The names Boris and Bessie Thomashefsky may not sound familiar today, but at the height of their fame in the 1920s and '30s, the Thomashefskys were one of the most famous couples in New York City's burgeoning Yiddish theater scene.
Their story is chronicled in The Thomashefskys: Music & Memories of a Life in the Yiddish Theater, a documentary written, hosted and conducted by their grandson, Michael Tilson Thomas. Thomas also serves as music director of the San Francisco Symphony and artistic director of the New World Symphony.
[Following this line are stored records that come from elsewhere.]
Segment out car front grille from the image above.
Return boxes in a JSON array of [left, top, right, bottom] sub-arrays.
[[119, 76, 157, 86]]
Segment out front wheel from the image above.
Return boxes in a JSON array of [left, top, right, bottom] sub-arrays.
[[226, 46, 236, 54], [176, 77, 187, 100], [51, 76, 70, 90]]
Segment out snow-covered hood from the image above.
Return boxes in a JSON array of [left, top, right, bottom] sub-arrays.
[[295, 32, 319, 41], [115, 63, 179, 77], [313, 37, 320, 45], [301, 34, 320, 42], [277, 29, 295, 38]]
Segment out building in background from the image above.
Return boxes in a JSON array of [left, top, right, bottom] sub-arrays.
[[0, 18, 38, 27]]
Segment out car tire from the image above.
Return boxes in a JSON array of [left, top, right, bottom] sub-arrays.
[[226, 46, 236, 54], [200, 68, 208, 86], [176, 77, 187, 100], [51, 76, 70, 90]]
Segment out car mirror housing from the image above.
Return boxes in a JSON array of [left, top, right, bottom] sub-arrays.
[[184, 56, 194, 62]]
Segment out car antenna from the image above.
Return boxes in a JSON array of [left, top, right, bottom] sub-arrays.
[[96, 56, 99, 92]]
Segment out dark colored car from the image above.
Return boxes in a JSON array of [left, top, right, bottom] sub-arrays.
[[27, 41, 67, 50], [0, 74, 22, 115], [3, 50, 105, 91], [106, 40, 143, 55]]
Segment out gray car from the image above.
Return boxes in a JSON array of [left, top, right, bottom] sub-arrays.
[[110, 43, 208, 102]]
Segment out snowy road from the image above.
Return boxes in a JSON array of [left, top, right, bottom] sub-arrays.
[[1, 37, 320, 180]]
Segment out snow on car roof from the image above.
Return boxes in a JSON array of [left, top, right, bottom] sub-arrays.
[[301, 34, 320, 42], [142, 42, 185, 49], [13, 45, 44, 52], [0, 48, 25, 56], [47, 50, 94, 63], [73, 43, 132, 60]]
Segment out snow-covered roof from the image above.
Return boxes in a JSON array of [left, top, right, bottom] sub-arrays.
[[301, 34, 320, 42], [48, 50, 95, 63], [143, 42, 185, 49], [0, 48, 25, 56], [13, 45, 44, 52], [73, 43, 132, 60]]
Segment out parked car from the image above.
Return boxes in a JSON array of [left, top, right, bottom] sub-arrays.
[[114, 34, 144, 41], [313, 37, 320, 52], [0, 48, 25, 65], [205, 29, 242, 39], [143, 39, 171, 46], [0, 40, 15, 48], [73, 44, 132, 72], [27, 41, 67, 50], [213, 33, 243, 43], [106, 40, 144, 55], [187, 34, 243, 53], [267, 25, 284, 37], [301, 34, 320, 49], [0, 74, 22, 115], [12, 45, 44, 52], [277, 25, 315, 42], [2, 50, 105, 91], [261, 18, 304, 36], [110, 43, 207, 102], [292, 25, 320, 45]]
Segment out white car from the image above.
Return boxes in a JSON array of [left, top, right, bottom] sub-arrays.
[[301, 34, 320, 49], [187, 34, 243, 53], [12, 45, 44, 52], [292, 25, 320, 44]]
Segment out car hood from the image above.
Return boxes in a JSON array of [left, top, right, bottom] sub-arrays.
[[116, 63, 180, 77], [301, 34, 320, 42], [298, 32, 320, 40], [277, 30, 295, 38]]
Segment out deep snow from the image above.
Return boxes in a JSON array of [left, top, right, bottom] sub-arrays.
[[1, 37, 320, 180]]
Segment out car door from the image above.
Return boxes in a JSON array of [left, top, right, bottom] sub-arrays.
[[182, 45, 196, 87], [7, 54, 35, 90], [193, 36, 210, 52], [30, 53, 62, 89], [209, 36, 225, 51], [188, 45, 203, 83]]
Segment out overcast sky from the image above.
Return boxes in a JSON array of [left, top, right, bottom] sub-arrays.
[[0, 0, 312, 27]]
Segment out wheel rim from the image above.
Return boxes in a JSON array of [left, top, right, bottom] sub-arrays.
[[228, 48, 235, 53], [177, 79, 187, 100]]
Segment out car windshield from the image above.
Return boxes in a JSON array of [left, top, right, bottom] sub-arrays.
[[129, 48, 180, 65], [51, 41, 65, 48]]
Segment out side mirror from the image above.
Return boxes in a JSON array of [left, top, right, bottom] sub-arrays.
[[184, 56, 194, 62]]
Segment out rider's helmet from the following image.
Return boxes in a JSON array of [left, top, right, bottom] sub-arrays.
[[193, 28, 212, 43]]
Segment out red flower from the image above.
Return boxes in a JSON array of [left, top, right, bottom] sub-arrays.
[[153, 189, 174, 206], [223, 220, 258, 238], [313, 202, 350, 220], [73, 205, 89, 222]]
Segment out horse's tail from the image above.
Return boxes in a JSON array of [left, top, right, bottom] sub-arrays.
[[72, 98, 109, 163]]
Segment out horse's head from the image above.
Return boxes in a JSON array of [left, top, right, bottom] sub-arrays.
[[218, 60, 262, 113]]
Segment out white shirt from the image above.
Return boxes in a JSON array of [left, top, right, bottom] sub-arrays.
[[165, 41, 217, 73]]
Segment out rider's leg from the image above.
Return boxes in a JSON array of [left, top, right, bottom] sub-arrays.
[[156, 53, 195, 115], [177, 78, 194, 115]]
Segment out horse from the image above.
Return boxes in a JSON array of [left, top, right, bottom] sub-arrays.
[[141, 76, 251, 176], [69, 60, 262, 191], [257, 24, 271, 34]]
In The Thomashefskys, which will air on PBS's Great Performances on March 29, Tilson Thomas details how his grandparents rose through the Yiddish theater community, eventually owning several theaters while starring in scores of productions.
Boris played heroic, adventurous roles; Bess found her fame in comic parts and created roles that championed the suffragette movement. They put on lavish musicals with equally elaborate scenery, and adapted everything from classical works of Shakespeare to vaudevillian numbers from the Yiddish stage. In 1939, when Boris died, The New York Times reported that 30,000 people lined the streets of the Lower East Side for his funeral.
On Wednesday's Fresh Air, Tilson Thomas talks about his own career in classical music and explains what lessons he took away as he researched the history of his grandparents' careers in Yiddish theater.
"Their theater was entirely a theater of social consciousness," he tells Fresh Air's Terry Gross. "Their great concern was for the audience, and they wanted to open up the worlds beyond the ghetto experiences of their audiences. They wanted to introduce them to the full possibilities of what freedom could mean in the United States through the plays they presented, through the music they gave the public and also through the kinds of topics their plays addressed."
Among the topics: labor issues, reproductive rights, child labor issues, assimilation and women's rights. Bessie Thomashefsky often played women disguised as men to bring attention to issues affecting women.
"[It was] a little bit like the story of Yentl is," he says. "Where a woman disguises herself as a man in order to gain the advantages of education or whatever that a man can have."
Tilson Thomas says he remembers hearing his grandmother talk about getting arrested for performing in theater productions on Sundays, which was prohibited by law at the time.
"At one point, when Theodore Roosevelt was police commissioner of New York, he and his men raided one of the Thomashefsky theaters," Tilson Thomas says. "And he saw Bessie, who was very young and looked much younger than she was always, and he said, 'Look out little girl.' And she said, 'Little girl, my ass. If anyone's being taken in, it's me.' That's exactly the way she told me the story."
Tilson Thomas says he took that lesson to heart, despite not knowing exactly what it meant.
"As I listened to her tell all these stories about her life and childhood through her stardom, and even her reflections on the way fashions changed and the way she was in her late life a quite lonely person, I took it all in," he says. "And what I kind of understood from her was that it had been a very interesting ride. She was really proud of what had been accomplished. And when she saw somebody who was a very successful entertainer coming up, she was very proud of it, recognized them and appreciated them."
He says he's remembered much of what she taught him while working as a musician and conductor.
"My way of expressing what she said to me is, 'What is it like for people beyond the sixth row?' We play in such big halls in classical music, and they're halls designed to be very rich ... but to get the sound to be distinct is difficult," he says. "And I sometimes tell my students that playing classical music is like making an announcement in an airport. ... You're trying to make every moment completely distinct."